Quelques jours plus tard, c’était la fermeture de l’Espace 400. On y aurait compté 1,2 million de visiteurs dont 600 000 spectateurs pour le Moulin à images. Sur quelles évaluations de foule s’appuient ces chiffres? En fait, cela n’a pas tellement d’importance. En a-t-on eu pour notre argent, pour les fonds publics investis plus précisément? Impossible de le dire. Quand presque tout est gratuit, comment mesurer la rentabilité ou la satisfaction, mais on retiendra une chose : il y avait du monde et tout s’est déroulé correctement, à part quelques embouteillages et des petites prises de bec sans conséquences entre spectateurs du Moulin. Quand les restaurants ne suffisent plus à la tâche, et qu’il s’en trouve même pour fermer pour cause d’épuisement, c’est qu’il y a beaucoup de monde. Si le succès se mesure à cette aune, c’est réussi.
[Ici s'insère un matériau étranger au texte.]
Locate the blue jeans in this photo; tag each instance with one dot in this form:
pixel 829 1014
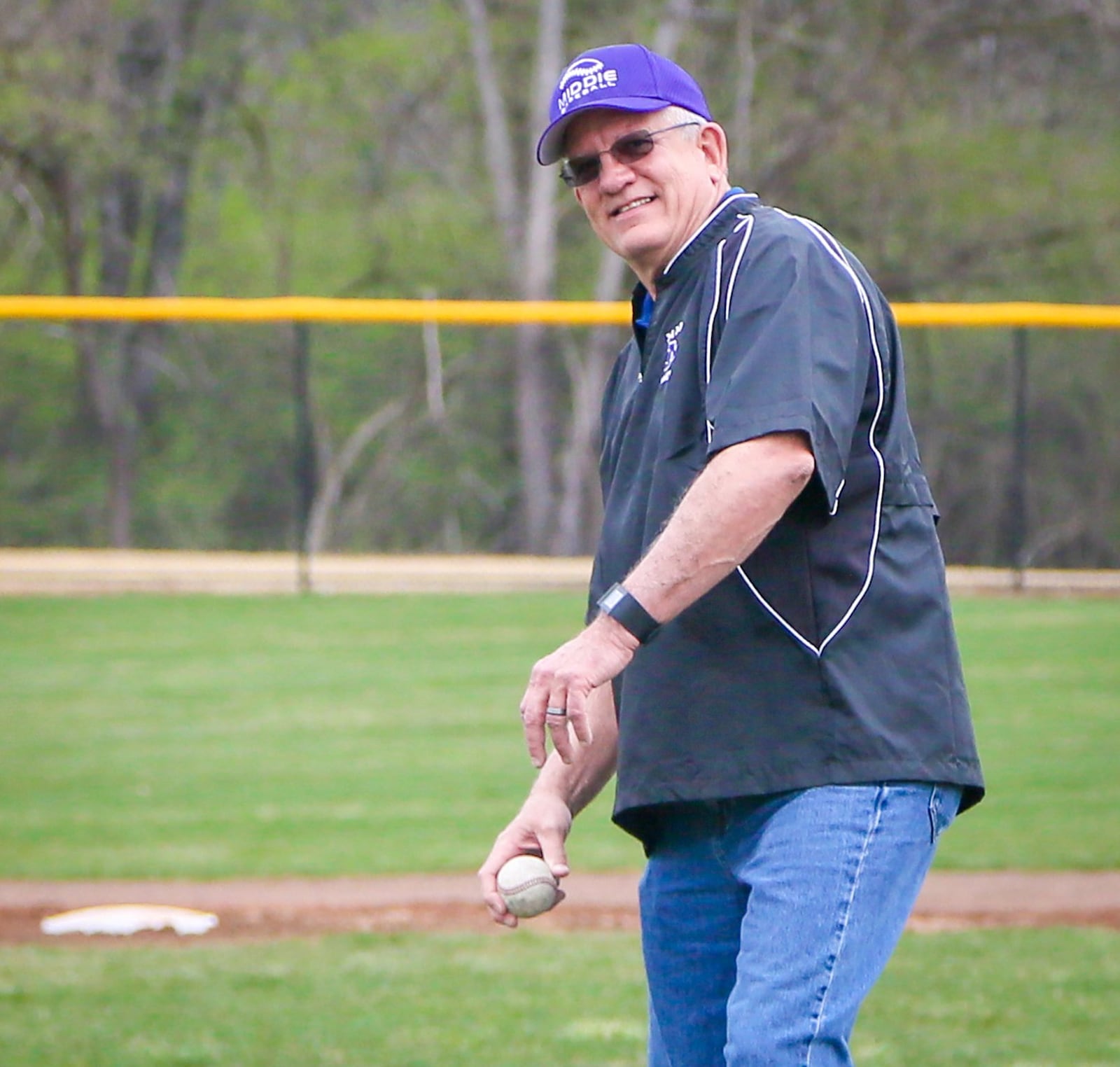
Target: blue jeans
pixel 766 921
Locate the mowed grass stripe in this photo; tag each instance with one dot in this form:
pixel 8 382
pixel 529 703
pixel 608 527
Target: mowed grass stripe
pixel 1030 998
pixel 194 737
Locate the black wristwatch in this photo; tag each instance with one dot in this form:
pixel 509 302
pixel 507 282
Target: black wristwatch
pixel 621 604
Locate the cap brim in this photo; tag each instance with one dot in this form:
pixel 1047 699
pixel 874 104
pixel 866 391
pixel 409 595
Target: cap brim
pixel 550 147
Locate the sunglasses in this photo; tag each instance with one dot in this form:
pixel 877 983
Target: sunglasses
pixel 629 149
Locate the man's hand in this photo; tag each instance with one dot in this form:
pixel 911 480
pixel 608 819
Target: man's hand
pixel 559 686
pixel 540 828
Les chiffres laisseront cependant libre cours aux interprétations. Dans son bilan esquissé à la fermeture de l’Espace 400e, le directeur général rappelait que ce lieu lui semblait une sorte d’Expo 67. La comparaison ne manque pas de pertinence. Du 3 juin au 28 septembre, on y offrait « 120 jours de rencontres inoubliables avec des artistes, chanteurs, musiciens, danseurs, acrobates, historiens, conférenciers, des gens d’ici et d’ailleurs venus célébrer les 400 ans de Québec ». Les historiens semblaient détonner dans la liste? Ils participaient aux « Grandes Rencontres », qui constituaient le volet intellectuel élaboré sous la direction de l’anthropologue Bernard Arcand et s’annonçaient « fascinantes tantôt écolos, tantôt gastronomiques ou encore historiques ».
On notera l’ordre de préséance qui concorde assez bien avec les statistiques fournies par le site Internet du 400e. Espace 400e a accueilli « 700 artistes d’ici et d’ailleurs » sur sa Grande place et « 6 500 artistes locaux, amateurs et passionnés, ont fait montre de leur talent sur la Scène des Jardins éphémères IGA ». Ont fermé la marche les « 78 conférences et classes de maître ». dont environ le tiers portaient sur l’histoire.